Best of all, both of these solutions have the added benifit of blocking those &*$#!@#%$*% cell phones!
and get a BlueSocket device. Truely, they are the best.
User-level authentication...all you need is a Radius server.
We'll never get anywhere by building fences. You've heard the Linux quote, "In a world without windows and gates, who needs walls and fences." My sipmle solution is to just let the people on the network, use a public/private hotspot, D-Link makes some nice ones. Simple, but effective.

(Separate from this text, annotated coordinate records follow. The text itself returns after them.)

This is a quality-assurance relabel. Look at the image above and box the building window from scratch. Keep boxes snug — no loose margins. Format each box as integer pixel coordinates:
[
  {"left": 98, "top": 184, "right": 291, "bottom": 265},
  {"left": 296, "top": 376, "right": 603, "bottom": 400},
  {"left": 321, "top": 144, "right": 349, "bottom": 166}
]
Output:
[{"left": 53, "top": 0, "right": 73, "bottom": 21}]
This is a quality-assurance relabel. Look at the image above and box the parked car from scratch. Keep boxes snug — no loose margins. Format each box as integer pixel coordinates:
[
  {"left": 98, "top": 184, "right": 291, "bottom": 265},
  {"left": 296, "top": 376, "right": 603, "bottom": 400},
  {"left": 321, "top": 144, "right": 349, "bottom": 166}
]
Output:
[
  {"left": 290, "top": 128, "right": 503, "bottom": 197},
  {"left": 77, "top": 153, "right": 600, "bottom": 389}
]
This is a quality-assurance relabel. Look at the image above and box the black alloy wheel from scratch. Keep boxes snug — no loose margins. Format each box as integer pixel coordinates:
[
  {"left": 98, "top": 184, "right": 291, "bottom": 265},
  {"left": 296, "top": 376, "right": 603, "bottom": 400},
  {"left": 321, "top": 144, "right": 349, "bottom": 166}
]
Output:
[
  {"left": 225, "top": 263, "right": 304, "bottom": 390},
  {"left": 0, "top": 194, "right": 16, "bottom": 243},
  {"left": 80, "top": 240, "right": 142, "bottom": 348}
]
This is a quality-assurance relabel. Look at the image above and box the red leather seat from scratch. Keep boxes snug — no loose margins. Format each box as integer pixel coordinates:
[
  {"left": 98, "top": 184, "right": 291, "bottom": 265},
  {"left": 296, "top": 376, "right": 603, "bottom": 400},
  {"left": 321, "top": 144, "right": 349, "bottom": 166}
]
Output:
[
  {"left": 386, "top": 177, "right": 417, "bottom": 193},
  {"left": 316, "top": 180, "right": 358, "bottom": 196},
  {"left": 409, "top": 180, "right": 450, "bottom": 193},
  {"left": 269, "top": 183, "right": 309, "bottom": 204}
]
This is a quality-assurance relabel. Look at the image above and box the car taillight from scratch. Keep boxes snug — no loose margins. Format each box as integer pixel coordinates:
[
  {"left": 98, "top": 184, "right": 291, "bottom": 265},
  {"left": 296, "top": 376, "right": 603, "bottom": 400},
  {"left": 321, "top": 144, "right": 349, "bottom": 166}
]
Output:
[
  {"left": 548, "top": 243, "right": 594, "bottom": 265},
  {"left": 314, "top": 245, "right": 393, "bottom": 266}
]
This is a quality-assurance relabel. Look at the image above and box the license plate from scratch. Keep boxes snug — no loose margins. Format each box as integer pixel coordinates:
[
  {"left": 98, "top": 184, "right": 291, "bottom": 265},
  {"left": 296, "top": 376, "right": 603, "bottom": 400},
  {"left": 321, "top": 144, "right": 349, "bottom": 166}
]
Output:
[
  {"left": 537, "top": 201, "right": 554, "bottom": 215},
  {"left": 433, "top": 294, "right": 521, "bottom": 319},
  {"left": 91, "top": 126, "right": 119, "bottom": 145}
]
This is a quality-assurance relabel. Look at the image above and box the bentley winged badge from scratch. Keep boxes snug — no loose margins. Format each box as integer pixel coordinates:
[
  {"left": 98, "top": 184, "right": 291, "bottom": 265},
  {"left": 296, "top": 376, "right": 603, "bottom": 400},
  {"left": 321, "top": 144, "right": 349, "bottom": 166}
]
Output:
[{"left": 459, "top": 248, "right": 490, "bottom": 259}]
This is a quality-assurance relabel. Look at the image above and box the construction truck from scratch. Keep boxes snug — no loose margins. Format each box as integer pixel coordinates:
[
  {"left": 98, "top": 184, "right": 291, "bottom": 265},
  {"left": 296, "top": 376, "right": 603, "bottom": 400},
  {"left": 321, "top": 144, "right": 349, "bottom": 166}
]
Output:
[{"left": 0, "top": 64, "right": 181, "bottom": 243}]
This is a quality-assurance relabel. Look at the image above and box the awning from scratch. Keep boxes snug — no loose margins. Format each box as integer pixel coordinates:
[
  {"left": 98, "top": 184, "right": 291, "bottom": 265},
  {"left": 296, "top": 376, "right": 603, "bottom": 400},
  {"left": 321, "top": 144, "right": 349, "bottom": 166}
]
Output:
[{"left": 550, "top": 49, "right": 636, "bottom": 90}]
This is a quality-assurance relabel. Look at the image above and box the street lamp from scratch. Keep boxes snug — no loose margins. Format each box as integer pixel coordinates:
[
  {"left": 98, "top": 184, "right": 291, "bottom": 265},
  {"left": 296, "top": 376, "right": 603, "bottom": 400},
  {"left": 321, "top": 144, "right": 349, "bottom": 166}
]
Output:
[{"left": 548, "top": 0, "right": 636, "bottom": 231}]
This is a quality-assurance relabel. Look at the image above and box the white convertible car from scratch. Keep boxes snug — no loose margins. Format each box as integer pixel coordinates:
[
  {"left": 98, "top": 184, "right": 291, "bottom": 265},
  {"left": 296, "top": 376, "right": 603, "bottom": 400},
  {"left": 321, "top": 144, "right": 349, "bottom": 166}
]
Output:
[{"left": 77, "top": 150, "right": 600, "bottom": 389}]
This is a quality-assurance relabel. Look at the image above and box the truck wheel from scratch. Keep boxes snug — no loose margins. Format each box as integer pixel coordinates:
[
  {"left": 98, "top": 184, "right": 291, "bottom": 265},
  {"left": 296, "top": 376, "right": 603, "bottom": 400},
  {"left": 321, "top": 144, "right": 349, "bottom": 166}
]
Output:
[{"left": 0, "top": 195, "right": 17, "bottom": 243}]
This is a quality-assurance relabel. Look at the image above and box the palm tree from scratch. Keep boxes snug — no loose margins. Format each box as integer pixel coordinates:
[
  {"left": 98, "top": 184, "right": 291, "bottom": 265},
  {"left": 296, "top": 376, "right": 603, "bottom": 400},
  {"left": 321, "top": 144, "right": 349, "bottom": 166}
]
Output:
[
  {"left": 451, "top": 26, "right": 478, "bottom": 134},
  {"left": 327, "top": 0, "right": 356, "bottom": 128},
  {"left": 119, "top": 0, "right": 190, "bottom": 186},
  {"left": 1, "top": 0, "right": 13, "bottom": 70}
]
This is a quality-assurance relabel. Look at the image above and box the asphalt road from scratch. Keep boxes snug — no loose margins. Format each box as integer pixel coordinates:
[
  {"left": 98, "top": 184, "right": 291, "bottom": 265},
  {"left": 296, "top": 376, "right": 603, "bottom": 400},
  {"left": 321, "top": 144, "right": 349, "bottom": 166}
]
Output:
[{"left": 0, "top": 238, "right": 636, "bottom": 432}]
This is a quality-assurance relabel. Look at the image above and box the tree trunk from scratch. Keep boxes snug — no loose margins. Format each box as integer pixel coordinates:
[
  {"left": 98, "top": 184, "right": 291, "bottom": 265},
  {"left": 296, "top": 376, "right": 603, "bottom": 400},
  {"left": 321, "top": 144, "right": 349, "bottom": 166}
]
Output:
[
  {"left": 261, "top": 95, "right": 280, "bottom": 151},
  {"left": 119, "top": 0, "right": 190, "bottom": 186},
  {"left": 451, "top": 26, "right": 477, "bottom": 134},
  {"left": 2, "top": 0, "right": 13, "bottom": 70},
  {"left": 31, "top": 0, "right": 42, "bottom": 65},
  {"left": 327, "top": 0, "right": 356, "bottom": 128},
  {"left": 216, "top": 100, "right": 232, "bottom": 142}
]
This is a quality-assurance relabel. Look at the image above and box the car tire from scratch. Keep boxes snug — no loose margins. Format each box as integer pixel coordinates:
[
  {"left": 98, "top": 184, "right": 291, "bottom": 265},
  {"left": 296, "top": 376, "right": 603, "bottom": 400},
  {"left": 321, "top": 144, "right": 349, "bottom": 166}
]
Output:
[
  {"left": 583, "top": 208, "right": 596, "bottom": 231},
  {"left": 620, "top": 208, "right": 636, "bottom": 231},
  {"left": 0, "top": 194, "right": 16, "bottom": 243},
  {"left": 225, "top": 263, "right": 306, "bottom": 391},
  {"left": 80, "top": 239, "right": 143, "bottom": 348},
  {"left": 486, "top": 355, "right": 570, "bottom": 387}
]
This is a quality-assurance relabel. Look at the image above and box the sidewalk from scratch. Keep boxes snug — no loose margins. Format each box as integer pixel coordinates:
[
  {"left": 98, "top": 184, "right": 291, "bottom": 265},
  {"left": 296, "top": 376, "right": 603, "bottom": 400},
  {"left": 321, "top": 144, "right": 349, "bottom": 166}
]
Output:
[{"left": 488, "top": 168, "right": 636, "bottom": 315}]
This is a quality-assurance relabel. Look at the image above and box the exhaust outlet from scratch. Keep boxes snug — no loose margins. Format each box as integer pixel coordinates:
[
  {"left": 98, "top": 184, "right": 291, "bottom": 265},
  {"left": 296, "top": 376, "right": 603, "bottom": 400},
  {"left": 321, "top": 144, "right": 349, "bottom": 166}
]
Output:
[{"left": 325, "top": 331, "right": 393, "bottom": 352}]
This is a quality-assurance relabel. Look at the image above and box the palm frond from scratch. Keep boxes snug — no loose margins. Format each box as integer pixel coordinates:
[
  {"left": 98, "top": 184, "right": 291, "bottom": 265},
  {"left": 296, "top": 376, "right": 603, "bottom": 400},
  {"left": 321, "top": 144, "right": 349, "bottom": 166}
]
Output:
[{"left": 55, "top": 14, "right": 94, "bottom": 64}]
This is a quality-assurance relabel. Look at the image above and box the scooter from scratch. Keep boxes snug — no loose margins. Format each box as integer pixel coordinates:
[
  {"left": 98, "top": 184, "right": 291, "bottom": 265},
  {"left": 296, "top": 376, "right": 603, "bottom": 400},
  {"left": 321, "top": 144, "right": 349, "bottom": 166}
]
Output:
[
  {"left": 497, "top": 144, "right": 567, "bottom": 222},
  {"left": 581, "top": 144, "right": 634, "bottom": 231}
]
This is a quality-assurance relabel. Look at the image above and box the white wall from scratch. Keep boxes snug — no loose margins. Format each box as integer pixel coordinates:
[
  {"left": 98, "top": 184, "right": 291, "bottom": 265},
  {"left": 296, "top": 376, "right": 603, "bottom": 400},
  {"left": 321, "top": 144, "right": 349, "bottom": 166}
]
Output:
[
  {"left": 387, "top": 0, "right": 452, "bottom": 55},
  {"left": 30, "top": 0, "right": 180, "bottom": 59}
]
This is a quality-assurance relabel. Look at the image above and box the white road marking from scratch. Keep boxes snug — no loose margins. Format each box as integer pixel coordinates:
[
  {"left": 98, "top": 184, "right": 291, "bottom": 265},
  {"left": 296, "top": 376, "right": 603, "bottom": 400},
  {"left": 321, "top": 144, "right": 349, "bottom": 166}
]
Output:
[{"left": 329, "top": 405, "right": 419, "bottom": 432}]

Assuming that there is one AP per classroom, and connections to adjacent classrooms do not work well:
Just have the campus electrician wire the AP to a lightswitch next to the blackboard. Then the professor can make their own decision on wireless access. The user interface requires little maintainance, is easy to use and difficult to hack without getting caught or electrocuted.
Mark
The Ohio State University has many wireless access points all over the campus. Since they already have pre-existing online student logins, those are used to gain online access. When you "hook up" to the router and open an internet browser is just pulls up a username verification page. That way any traffic from your address during the login period is associated with your username. Please excuse my simplistic explanation, i'm not at the ubergeek level yet :-p
4lpha-$
Theres a big difference between universtiys/high schools(or english colleges) pupils(normally) want to be there, so if they dont want to listen to the lecture they obv dont wanna pass. I sit in lectures with my pbook taking notes, accessing the presentation in the lecture theater, getting files needed for the weeks work etc. I assume you have spent alot on an 'e campus' so whats the point on deining access to it. Having an e campus is a great tool for learning, if i get confused by a word, i can google it, reserve a book from the libary and get it later. Restricting this will be detrimental to learning, and pupils will allways find a way roumd. If i goto the only lecture theater without access, ill use bluetooth and GPRS to dial up if i need to.